Blue Energy raises $380M to build grid-scale nuclear reactors in shipyards

Published: (April 21, 2026 at 06:00 AM EDT)
3 min read
Source: TechCrunch

Source: TechCrunch

The Challenge of Grid Expansion

As the grid strains under the weight of electrification and AI data centers, tech companies and utilities have been evaluating whether nuclear power can help with the burden. After the two most recent reactors built in the U.S. went over budget and past schedule, many are hesitant to repeat past mistakes.

Blue Energy’s Shipyard Strategy

Jake Jurewicz, co‑founder and CEO of Blue Energy, believes the answer to faster, cheaper buildouts can be found in the industry’s early history.

“The nuclear power technology that is most common — light water reactors — was originally invented for nuclear submarines,” Jurewicz told TechCrunch. “There has actually always been a history of basically pre‑fabbing it and looking at it in a shipyard context.”

Blue Energy wants to build nuclear reactors in shipyards because these locations can handle large amounts of steel and can be easily shipped to the project site once completed. By moving the bulk of specialized construction to a shipyard, the company hopes a more controlled environment will eventually pave the way to automation and greater cost savings.

“It really minimizes the amount of construction on site, and it moves pretty much everything into a manufacturing environment. Then once you’ve centralized all that work, you can start moving away from manual welding,” Jurewicz said.

Once the reactor and other components are completed in the shipyard, they will be moved to the installation site via barge. While this limits the total number of sites Blue Energy can address, rivers can be used to reach deep into the U.S., Europe, Africa, and Asia.

“The majority of our population and the majority of our load growth is happening around waterways,” he added.

Financing the First Plant

To kickstart development on its first power plant—a 1.5 GW project slated to begin construction later this year in Texas—Blue Energy has raised $380 million in financing split between equity and debt. The round was led by VXI Capital with participation from At One Ventures, Engine Ventures, and Tamarack Global.

Blue Energy’s approach has attracted interest from project financiers.

“We’ve been engaged for a long time with a number of large infrastructure funds and banks, including three major project‑financing banks who have responded to our RFP, which is a strong indicator that they feel what we’re proposing is as project‑financeable,” Jurewicz said.
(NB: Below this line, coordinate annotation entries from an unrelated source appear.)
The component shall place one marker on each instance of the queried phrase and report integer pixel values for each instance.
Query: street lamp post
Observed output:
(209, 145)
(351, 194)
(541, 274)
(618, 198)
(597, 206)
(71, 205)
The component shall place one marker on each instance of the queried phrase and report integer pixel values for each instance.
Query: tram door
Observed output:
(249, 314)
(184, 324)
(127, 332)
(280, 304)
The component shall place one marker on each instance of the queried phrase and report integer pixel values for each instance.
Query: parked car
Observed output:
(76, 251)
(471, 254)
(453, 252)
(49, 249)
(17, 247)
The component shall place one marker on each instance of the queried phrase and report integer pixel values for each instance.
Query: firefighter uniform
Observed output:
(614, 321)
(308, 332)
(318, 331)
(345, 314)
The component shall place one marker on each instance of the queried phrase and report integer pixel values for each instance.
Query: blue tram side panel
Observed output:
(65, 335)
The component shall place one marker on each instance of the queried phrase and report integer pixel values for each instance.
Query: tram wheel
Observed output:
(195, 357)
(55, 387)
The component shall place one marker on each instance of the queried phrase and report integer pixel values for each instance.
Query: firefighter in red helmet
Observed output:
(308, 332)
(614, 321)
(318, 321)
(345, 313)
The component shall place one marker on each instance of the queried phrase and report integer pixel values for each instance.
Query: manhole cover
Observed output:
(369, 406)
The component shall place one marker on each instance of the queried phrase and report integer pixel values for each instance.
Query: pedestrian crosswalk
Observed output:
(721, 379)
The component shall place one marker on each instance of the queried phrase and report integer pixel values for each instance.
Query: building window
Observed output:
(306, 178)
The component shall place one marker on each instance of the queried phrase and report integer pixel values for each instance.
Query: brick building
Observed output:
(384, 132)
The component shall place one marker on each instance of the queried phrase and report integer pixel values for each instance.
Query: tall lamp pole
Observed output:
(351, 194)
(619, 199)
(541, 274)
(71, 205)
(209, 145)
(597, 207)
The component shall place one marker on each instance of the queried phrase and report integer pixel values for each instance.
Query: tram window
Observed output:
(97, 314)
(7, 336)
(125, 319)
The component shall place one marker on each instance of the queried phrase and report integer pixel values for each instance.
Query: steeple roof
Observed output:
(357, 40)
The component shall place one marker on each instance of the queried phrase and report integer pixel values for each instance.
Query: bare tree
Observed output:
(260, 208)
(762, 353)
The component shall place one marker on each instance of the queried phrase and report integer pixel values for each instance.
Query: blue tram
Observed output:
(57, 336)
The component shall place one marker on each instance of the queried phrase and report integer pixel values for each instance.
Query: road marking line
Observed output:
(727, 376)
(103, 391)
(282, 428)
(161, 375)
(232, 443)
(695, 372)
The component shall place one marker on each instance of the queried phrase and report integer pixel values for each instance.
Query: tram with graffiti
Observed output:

The key to such financing, he added, is the company’s plan to bring down construction costs, which have skyrocketed for nuclear power in recent decades.

“This is the crux of the issue with nuclear. It’s not the technology, it is how do we get the construction costs and the construction schedule down and to a place where it’s predictable,” he said.

Potential Impact and Outlook

By rethinking how reactors and power plants are built—drawing inspiration from Venture Global’s process for constructing LNG export terminals—Blue Energy aims to cut schedules dramatically.

“They cut the schedule in half doing this, which was very disruptive,” Jurewicz noted.

If successful, the shipyard‑based model could provide a more predictable, cost‑effective path to deploying large‑scale nuclear capacity, helping meet growing electricity demand while mitigating the financial risks that have plagued recent nuclear projects.